Der herausfordernde Alltag der Lehrerin einer Willkommensklasse
Conny Bergengrün unterrichtet seit 2015 die Willkommensklasse der Rudolf Steiner Schule in Berlin-Zehlendorf. Ihr Prinzip ist, die Schülerinnen und Schüler mit jenen aus den Regelklassen zusammenzubringen, damit möglichst schnell Freundschaften entstehen können. Auch wenn es bei einigen etwas länger dauert, lässt sich ihrer Meinung nach durch dieses Prinzip die Integration am wirkungsvollsten umsetzen.
Als Lehrerin für Deutsch und Politik ist sie bereits seit 2006 an dieser Schule. In den Weihnachtsferien 2014 hat sie ehrenamtlich Kinder einer Notunterkunft in Deutsch unterrichtet. Einige von ihnen brachte sie mit an ihre Schule, als 2015 die Willkommensklasse eingerichtet wurde. Sie kennt also beide Seiten und möchte sie stärker miteinander verbinden.
In der Willkommensklasse unterrichtet sie zwar nur dreizehn Schülerinnen und Schüler, aber die Zusammenarbeit ist sehr intensiv. Der Schultag von Frau Bergengrün fängt bereits um 7:30 Uhr an und endet um 13:30 Uhr, allerdings hört ihr Job nicht auf, wenn sie die Schule verlässt. So kommuniziert sie am Nachmittag oft mit ihren Schülern per Whats-App, um ihnen bei ihren Problemen zu helfen. Die Sprache ist häufig das Hauptproblem. Die Eltern der Schüler (wenn sie überhaupt in Deutschland sind) sprechen weder Deutsch noch Englisch, und deswegen besteht ihr Job zur Hälfte aus Sozialarbeit.
Aber auch im Unterricht ist es mit der Sprache schwierig: Denn wie soll sie den Schülern Deutsch beibringen, wenn sie nur ihre eigene Sprache sprechen können?
Die Vorstellungen der Jugendlichen sind ein anderes Problem. Wenn sie in Deutschland ankommen, träumen sie oft davon, Rechtsanwalt, Arzt oder Ingenieur zu werden. Aber das ist ein unglaublich mühsames Ziel, das sie nur sehr schwer erreichen können.
Mit der Disziplin hat sie kaum Probleme, vielleicht nur in Form von Unruhe in der Klasse. Das scheint anderen Lehrern schwererzufallen. Die Pausen empfindet sie als „wild“. Aber sie freut sich über den humorvollen Charakter und das Lachen ihrer Schützlinge. „Ich habe noch nie so eine Klassengemeinschaft erlebt. Die halten zusammen wie Pech und Schwefel“, sagt sie über ihre Schüler.

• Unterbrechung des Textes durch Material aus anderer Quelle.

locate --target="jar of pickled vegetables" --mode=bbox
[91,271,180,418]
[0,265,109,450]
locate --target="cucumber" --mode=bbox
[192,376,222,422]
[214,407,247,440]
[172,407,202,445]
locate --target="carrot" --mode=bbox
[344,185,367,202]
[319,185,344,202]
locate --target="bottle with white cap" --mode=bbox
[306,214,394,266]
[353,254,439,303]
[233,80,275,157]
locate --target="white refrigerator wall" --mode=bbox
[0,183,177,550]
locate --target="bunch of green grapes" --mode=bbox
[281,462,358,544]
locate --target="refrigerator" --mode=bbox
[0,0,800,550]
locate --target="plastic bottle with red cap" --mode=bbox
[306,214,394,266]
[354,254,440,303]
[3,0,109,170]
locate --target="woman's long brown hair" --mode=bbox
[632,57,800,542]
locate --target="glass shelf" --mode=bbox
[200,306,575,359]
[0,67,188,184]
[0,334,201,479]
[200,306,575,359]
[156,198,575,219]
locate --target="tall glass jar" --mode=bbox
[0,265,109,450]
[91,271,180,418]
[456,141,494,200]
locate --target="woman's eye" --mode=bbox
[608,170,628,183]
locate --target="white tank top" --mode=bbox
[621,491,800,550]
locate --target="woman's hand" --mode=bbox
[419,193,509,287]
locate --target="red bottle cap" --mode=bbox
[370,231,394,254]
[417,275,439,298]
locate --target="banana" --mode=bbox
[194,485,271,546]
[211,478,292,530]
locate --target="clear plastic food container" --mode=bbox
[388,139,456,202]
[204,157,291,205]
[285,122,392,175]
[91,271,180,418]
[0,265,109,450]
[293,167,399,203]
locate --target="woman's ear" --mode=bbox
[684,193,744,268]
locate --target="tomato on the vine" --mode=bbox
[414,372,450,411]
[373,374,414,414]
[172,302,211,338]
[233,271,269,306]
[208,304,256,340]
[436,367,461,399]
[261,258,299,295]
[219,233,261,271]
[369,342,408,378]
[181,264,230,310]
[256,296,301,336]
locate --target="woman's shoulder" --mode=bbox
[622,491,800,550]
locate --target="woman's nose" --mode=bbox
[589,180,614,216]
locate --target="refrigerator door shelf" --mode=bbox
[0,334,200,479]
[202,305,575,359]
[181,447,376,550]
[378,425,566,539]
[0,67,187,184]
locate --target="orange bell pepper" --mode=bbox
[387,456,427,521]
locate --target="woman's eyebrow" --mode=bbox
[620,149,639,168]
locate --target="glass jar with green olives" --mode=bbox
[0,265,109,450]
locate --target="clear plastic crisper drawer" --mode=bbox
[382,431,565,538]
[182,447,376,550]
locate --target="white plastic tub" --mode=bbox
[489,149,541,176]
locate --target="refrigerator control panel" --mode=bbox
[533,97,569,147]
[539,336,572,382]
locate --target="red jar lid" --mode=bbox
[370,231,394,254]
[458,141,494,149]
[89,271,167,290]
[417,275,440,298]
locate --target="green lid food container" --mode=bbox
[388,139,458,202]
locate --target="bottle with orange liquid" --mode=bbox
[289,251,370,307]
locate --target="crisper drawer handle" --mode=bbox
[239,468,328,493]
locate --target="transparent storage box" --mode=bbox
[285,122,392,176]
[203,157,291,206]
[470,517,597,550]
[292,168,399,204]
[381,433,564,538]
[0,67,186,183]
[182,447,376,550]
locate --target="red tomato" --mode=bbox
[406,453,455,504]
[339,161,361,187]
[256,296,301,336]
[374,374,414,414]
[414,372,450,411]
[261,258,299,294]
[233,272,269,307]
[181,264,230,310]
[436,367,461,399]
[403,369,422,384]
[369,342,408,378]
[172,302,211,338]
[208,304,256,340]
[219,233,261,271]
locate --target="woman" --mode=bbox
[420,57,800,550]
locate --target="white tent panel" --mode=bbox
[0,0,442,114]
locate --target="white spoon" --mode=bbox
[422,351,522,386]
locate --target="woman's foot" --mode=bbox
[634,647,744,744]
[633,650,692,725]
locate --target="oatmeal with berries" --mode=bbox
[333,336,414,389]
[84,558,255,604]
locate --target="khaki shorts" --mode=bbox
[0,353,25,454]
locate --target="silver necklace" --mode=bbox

Nur die Hausaufgaben findet sie, sind eine „Katastrophe“. „Die sind für manchen doch eine große Herausforderung, vor allem bei denen, die im Wohnheim wohnen.“ Bei einigen fehle aber auch die Lernkultur zu Hause. Die Schüler sind über ganz Berlin verstreut. Manche fahren jeden Tag von Wittenau oder Pankow nach Zehlendorf. Mit dem Unterricht scheinen sie zufrieden, dass sie diesen Weg auf sich nehmen. Auch wenn sie es selbst vielleicht nicht direkt merken, so wird das Umfeld in der Waldorf-Schule doch eine große Auswirkung haben.
Für die Zukunft wünscht sich Frau Bergengrün, dass es in der Schule einen wöchentlichen Projekttag gibt, der mehr Begegnungen ermöglicht. Das lässt sich momentan jedoch nur schwer organisieren.